= Johann Heinrich Westphal =

German astronomer

Johann Heinrich Westphal (January 31, 1794 - 1831) was a German astronomer, mathematician, and geographer.

Westphal was born in Schwerin in 1794. After fighting as part of the Lützow Free Corps during the Napoleonic Wars, he studied at the University of Göttingen. In 1817, he received his doctorate with a thesis on the parallelogram of force. From 1820 to 1822, he lectured on astronomy in Stettin and published several papers.

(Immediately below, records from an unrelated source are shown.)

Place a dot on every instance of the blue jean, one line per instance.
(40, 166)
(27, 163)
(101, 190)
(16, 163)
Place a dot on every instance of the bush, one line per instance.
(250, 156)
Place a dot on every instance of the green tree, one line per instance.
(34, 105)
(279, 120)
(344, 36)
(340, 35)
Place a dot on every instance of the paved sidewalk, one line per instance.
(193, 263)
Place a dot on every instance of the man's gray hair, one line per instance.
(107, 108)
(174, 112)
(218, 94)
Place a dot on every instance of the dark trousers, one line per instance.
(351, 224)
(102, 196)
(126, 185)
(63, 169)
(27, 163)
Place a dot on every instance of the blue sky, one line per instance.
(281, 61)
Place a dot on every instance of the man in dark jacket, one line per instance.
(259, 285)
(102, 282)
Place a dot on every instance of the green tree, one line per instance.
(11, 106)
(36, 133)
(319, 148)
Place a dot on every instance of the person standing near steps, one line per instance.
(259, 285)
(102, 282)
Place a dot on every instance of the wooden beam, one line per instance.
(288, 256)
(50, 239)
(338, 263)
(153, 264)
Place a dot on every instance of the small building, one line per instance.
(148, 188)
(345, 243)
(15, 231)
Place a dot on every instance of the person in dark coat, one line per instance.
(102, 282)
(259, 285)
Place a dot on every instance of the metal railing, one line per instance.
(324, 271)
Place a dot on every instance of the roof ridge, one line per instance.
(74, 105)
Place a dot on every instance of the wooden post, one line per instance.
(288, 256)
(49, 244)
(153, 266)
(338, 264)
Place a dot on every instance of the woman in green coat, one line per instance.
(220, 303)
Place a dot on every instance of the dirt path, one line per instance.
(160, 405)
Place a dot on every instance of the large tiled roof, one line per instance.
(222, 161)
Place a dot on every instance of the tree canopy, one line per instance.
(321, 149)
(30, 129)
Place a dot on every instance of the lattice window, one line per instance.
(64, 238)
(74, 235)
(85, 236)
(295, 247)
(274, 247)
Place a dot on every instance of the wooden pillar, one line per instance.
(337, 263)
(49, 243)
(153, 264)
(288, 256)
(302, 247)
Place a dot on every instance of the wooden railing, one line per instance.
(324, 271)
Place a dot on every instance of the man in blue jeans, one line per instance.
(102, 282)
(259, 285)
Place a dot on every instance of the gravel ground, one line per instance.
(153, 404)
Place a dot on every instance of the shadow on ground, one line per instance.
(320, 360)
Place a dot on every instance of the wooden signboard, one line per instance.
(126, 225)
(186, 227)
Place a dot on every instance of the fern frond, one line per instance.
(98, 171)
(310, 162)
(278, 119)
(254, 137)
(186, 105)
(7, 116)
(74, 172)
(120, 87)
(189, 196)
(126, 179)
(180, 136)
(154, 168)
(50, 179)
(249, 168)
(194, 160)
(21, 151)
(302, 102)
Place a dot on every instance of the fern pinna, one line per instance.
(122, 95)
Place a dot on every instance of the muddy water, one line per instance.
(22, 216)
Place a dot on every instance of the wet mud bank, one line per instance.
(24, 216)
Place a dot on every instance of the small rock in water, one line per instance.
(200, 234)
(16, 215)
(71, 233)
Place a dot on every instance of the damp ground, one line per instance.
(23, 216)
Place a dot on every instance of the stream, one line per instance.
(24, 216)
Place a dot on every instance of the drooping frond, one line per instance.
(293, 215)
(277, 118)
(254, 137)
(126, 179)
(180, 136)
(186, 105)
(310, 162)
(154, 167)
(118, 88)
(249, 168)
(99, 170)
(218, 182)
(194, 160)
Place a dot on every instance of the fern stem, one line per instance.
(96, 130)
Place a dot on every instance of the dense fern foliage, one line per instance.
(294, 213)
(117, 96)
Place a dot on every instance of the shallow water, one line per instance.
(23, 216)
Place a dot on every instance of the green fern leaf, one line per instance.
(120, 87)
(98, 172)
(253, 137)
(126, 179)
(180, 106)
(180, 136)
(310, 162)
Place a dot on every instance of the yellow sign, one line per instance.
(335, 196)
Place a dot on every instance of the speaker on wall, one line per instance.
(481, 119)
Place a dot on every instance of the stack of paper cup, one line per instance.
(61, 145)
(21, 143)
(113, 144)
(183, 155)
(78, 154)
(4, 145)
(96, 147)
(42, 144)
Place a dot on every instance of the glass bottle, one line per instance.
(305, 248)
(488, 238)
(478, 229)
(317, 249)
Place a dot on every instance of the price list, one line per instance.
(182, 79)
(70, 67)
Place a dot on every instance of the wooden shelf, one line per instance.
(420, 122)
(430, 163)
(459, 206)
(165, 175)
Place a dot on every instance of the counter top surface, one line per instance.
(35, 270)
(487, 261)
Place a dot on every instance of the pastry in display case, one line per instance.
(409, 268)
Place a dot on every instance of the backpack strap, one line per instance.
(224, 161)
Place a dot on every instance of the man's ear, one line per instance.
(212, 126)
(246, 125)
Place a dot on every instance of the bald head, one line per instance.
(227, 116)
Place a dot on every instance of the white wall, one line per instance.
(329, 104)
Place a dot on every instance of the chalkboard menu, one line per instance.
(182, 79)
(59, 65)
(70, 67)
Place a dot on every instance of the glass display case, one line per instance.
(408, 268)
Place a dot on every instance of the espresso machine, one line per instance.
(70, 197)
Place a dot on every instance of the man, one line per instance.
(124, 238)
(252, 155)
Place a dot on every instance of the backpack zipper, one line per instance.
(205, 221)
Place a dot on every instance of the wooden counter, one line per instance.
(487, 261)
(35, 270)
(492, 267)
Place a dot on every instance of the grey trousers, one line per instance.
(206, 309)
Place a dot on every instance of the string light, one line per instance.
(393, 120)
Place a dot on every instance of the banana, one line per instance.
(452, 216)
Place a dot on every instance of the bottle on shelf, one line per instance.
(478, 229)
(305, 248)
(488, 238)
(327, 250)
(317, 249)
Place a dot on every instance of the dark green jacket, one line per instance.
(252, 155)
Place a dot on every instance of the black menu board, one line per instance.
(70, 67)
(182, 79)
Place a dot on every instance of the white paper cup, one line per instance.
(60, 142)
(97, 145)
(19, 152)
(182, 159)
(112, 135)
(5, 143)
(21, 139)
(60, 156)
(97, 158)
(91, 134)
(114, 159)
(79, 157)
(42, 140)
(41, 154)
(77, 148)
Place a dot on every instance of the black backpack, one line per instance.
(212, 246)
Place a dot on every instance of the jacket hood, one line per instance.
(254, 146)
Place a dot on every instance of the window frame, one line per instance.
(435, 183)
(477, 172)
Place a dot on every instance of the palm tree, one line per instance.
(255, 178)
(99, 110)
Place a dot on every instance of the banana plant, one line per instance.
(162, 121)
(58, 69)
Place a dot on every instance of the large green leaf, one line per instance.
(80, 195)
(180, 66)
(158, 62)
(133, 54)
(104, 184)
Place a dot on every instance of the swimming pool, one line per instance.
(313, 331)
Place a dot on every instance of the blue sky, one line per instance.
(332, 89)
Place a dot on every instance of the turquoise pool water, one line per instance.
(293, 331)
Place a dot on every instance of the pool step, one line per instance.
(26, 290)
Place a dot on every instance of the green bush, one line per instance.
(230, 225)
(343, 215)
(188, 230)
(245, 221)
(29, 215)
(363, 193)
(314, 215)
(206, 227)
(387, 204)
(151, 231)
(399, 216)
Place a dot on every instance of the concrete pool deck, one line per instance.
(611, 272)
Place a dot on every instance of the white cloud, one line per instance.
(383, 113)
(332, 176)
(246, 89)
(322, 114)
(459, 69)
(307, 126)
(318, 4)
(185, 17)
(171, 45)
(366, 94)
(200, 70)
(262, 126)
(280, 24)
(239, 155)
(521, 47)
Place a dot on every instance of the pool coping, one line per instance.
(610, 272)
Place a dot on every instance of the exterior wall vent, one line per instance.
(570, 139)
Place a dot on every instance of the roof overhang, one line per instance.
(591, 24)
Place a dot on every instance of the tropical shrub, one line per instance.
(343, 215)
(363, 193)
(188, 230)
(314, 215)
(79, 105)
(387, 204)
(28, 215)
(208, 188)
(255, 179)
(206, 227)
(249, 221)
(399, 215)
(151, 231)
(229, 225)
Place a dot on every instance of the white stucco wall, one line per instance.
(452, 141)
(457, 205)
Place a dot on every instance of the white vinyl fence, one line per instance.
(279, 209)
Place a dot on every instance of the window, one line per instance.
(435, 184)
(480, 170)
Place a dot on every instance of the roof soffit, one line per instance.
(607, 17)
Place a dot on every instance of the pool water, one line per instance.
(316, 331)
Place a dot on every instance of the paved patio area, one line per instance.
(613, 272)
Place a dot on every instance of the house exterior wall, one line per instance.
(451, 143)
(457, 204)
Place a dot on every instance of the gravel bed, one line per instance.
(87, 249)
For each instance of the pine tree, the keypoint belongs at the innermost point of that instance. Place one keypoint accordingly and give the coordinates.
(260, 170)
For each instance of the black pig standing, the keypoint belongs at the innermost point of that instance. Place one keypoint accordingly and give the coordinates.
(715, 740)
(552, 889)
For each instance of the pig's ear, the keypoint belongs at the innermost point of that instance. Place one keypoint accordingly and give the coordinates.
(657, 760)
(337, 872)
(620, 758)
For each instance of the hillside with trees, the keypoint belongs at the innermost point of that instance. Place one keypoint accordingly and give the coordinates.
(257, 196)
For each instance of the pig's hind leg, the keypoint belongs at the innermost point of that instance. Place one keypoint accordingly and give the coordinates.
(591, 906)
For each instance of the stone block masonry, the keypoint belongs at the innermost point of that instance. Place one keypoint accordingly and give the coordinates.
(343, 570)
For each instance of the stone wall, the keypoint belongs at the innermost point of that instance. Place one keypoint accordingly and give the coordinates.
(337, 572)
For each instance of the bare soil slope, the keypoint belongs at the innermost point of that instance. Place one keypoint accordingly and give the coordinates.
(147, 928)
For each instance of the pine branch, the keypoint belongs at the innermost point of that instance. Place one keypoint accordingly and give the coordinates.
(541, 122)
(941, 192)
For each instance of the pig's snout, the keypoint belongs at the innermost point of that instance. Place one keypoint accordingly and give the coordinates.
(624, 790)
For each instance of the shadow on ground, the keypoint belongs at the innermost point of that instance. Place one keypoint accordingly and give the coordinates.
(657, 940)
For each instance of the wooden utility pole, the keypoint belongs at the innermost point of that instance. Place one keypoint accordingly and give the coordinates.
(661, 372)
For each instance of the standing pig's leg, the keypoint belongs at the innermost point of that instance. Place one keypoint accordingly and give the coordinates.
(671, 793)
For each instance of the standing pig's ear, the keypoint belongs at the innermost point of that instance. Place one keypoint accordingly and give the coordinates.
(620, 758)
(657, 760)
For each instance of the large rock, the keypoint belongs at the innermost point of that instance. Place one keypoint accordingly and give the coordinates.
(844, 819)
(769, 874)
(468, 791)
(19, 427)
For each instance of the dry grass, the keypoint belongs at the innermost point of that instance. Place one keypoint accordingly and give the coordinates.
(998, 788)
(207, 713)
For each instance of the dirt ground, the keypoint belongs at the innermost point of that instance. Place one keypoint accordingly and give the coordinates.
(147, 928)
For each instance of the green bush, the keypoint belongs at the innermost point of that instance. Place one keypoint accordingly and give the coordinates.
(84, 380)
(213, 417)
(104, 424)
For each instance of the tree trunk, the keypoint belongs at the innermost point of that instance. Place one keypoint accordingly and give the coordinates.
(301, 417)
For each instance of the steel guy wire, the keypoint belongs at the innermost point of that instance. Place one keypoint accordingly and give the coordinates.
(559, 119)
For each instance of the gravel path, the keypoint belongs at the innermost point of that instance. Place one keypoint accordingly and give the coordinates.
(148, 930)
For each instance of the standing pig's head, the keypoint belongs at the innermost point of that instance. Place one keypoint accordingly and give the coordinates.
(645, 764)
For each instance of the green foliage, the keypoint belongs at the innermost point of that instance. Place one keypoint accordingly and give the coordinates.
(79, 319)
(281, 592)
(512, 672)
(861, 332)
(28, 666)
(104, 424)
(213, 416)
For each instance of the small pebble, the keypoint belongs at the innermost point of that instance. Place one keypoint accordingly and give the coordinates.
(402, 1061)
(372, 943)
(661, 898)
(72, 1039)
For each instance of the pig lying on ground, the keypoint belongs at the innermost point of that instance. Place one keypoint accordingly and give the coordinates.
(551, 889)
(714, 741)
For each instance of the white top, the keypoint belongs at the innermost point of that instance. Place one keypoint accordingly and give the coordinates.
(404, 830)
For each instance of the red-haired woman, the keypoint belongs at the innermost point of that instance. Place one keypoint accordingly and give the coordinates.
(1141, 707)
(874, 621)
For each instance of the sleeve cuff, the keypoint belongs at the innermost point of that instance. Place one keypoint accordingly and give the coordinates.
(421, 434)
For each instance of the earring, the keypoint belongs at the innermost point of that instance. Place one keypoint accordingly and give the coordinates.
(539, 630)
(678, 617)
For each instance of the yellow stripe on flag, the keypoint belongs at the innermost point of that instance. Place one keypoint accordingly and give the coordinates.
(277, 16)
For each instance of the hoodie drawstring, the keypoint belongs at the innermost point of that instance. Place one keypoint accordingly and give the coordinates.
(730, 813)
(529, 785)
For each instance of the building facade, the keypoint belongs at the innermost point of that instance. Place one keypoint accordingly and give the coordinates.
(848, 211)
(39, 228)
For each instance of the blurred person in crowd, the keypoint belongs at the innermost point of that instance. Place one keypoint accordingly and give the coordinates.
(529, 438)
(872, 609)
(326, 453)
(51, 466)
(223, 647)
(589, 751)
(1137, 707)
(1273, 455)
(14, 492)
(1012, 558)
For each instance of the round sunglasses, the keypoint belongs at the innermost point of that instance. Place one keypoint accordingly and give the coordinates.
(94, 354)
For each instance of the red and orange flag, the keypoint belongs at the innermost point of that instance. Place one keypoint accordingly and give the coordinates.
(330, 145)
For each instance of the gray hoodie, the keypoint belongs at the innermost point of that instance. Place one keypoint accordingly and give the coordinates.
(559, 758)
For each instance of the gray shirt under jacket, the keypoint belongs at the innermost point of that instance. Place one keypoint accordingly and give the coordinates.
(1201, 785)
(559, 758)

He translated Giuseppe Piazzi's Lezioni elementari di astronomia ad use del real osservatorio di Palermo into German as Lehrbuch der Astronomie in 1822.

In 1822, Westphal embarked on a research expedition to Egypt and Palestine with Peter von Medem and Gustav Parthey. He made a number of detailed sketches that were converted into an accurate map of Jerusalem, published as Jerusalem und seine nächsten Umgebungen in 1825 by Heinrich Berghaus in his journal Hertha. The map was largely forgotten by later cartographers in the 19th and 20th centuries.

His professional career was spent mostly in Italy, where he published several travel guides describing different regions in the Italian Peninsula under the name Justus Tommasini. He died in Sicily and was buried in the churchyard of Termini Imerese.